We were low on a few grocery items that I don’t procure from my buying club (cheddar cheese, sour cream, yogurt, pasteurized milk, deli meats), so we ventured en route to the nearest grocery store.
The child continued with his chipper, playful, obedient mood. All this, to the pleasure of his mother (me).
We have an uneventful trip at the crowded grocery store, collect our items, and a new toy, and head out. The grocery store trip was accompanied by the 5-year-old being able to ride on the cart (in ways store staff don’t always approve) most of the trip. I was comfortable with this mode of transport as it 1) let me know where the 5-year-old is always and 2) kept him occupied in a pleasant way. All tactics aid to keeping the 5-year-old chipper, avoiding meltdowns, and allowing said child to remain obedient. All these things make mother pleased.
Once we are loaded into our car, backed out of the parking light, where full-trendy-grocery store parking dances commence (the car next to us pulls out, another pulls in, we pull out, another pulls in behind us, while dancing around drivers who quickly turned to pedestrians whilst navigating said parking lot and dance), and on the road — I tell the 5-year-old what’s for dinner. It goes something like this:
“So, when we get home, we’ll have grilled cheese sandwiches for dinner. Okay?”
“Ooh, and I can have gold-fish crackers too!” replies the now excited 5-year-old.
“Yes! You can have gold-fish crackers with your grilled cheese sandwich.” I assure the 5-year-old, relieved that tonight, we can forego the nightly dinner argument.
Fast forward to being home, having groceries put away, the 5-year-old watching a Barney-Thomas the Train-Bob the BuilderDVD on loan from the library, me grilling the sandwiches away. (Mine is more gourmet adorned with the deli meat and swiss cheese).

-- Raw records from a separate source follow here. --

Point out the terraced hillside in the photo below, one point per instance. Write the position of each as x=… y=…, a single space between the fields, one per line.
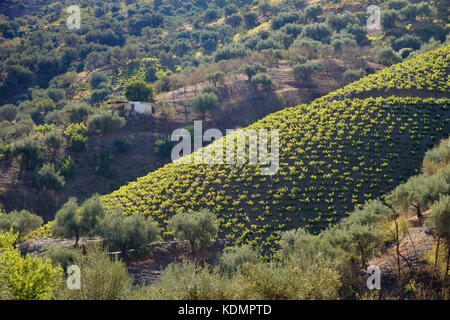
x=334 y=153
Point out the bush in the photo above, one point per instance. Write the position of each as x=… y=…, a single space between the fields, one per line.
x=303 y=72
x=387 y=56
x=353 y=75
x=437 y=157
x=48 y=178
x=210 y=89
x=5 y=151
x=215 y=77
x=264 y=81
x=78 y=143
x=97 y=79
x=298 y=279
x=77 y=112
x=53 y=141
x=407 y=41
x=121 y=232
x=188 y=281
x=105 y=122
x=163 y=148
x=234 y=258
x=164 y=109
x=75 y=128
x=317 y=31
x=104 y=164
x=28 y=278
x=204 y=102
x=8 y=112
x=101 y=277
x=99 y=95
x=74 y=221
x=68 y=168
x=284 y=18
x=122 y=144
x=31 y=153
x=252 y=69
x=197 y=227
x=139 y=91
x=419 y=192
x=22 y=222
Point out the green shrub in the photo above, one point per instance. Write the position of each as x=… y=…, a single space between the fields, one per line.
x=163 y=148
x=122 y=144
x=264 y=81
x=303 y=72
x=5 y=151
x=353 y=75
x=53 y=141
x=187 y=281
x=22 y=222
x=298 y=279
x=252 y=69
x=68 y=168
x=234 y=258
x=48 y=178
x=197 y=227
x=31 y=153
x=139 y=91
x=29 y=278
x=74 y=221
x=203 y=103
x=78 y=143
x=101 y=278
x=77 y=112
x=97 y=78
x=104 y=164
x=105 y=122
x=8 y=112
x=121 y=232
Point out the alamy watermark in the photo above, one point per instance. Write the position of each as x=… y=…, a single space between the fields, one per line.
x=74 y=277
x=374 y=20
x=374 y=280
x=74 y=20
x=258 y=147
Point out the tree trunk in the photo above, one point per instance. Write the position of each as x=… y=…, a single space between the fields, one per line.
x=398 y=255
x=436 y=256
x=419 y=212
x=444 y=288
x=363 y=256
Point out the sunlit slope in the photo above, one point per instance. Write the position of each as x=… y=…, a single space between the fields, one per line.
x=428 y=72
x=333 y=155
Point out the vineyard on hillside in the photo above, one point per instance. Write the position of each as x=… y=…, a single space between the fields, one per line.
x=333 y=156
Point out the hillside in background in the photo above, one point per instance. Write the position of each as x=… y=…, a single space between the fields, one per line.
x=334 y=153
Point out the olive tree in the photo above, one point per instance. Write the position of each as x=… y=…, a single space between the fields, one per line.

Note: Our microwave broke several weeks ago, beyond repair. We are down to a puny heel of bread. I brought two, very frozen loaves up from the deep freeze. They are now (3 hours later) thawed to a usable stage.
I let his small, grilled cheese sandwich cool, cut in half, on a plate while mine finishes. I mention to the 5-year-old that his grilled cheese sandwich is nearly done. I will even let him eat in the living room. (I don’t want arguments. I want easy dinner time which should transfer to easy bedtime.)

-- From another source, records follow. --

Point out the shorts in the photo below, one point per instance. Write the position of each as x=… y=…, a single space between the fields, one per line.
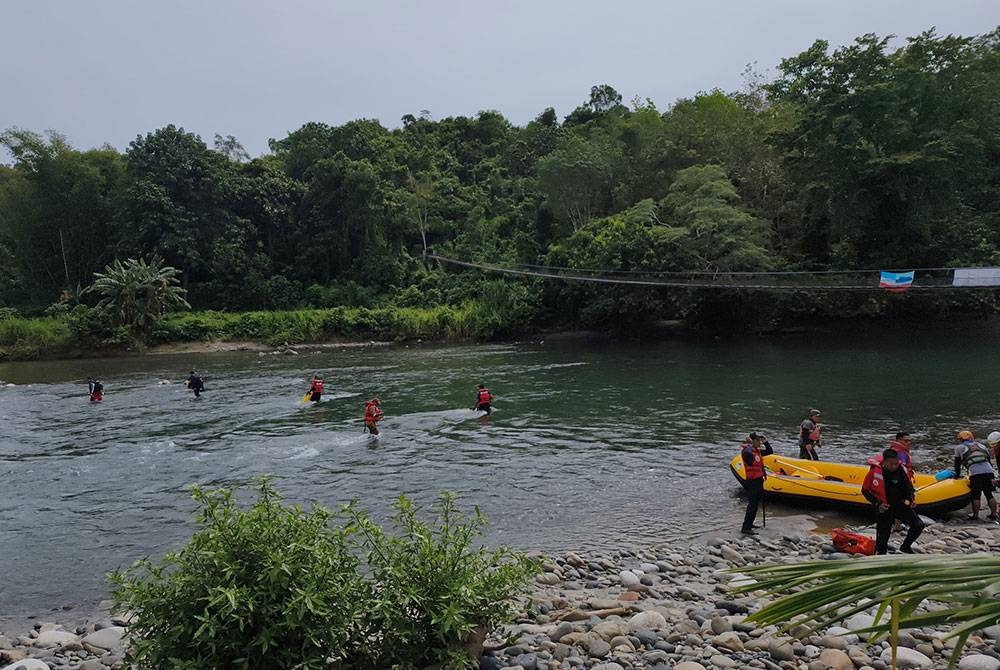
x=981 y=485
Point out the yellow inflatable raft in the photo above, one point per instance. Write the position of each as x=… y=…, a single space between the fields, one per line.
x=839 y=485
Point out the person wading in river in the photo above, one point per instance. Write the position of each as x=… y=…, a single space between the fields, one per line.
x=483 y=400
x=809 y=440
x=315 y=391
x=195 y=383
x=373 y=414
x=753 y=468
x=976 y=459
x=888 y=487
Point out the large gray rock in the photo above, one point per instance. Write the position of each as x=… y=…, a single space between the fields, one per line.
x=27 y=664
x=628 y=578
x=780 y=650
x=906 y=658
x=730 y=641
x=598 y=648
x=650 y=620
x=979 y=662
x=106 y=638
x=836 y=659
x=55 y=638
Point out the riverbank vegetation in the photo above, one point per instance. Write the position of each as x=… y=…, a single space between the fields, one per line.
x=276 y=586
x=879 y=154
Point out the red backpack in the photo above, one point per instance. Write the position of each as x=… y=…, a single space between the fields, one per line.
x=852 y=543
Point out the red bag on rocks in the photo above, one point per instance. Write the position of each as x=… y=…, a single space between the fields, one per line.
x=852 y=543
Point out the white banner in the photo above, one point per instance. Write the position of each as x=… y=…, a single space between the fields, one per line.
x=976 y=277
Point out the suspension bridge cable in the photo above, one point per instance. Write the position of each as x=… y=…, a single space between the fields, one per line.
x=539 y=273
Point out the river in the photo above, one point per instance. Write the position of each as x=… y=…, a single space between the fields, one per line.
x=592 y=445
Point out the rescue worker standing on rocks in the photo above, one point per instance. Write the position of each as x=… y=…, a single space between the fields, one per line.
x=809 y=440
x=888 y=487
x=976 y=459
x=753 y=468
x=483 y=400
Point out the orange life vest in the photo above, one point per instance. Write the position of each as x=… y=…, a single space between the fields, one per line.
x=372 y=413
x=754 y=469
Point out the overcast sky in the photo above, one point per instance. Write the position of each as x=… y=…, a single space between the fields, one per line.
x=106 y=70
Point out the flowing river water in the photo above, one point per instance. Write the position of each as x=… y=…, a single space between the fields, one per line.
x=593 y=445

I hear no reply and mistake (yes, mistake) that for continued acceptance of before mentioned and vetted dinner menu. The gold-fish crackers have already been consumed.
The 5-year-old walks to the kitchen. The 5-year-old notes that these are indeed grilled cheese sandwiches.
Get it? Grilled cheese is toasted, crumbly bread, after it is grilled appropriately. It makes more crumbs than a fresh loaf of bread (one that is not available due to our no-microwave-fresh-from-the-freezer-state of bread).
I insisted that this indeed for dinner. After a 10-20 minute whine-fest in his room, the 5-year-old comes out. (The rule is that the living room and kitchen are more or less “happy zones”, any other inconsolable fit must be had in his room. He is allowed to return when he is in a better mood. We have found this to be a good tactic toward self-soothing.)
He says, “I can eat the grilled cheese sandwich in the living room, right?”
Ah, the life of a parent. It’s never-ending, unpredictable roller-coaster ride of developing minds.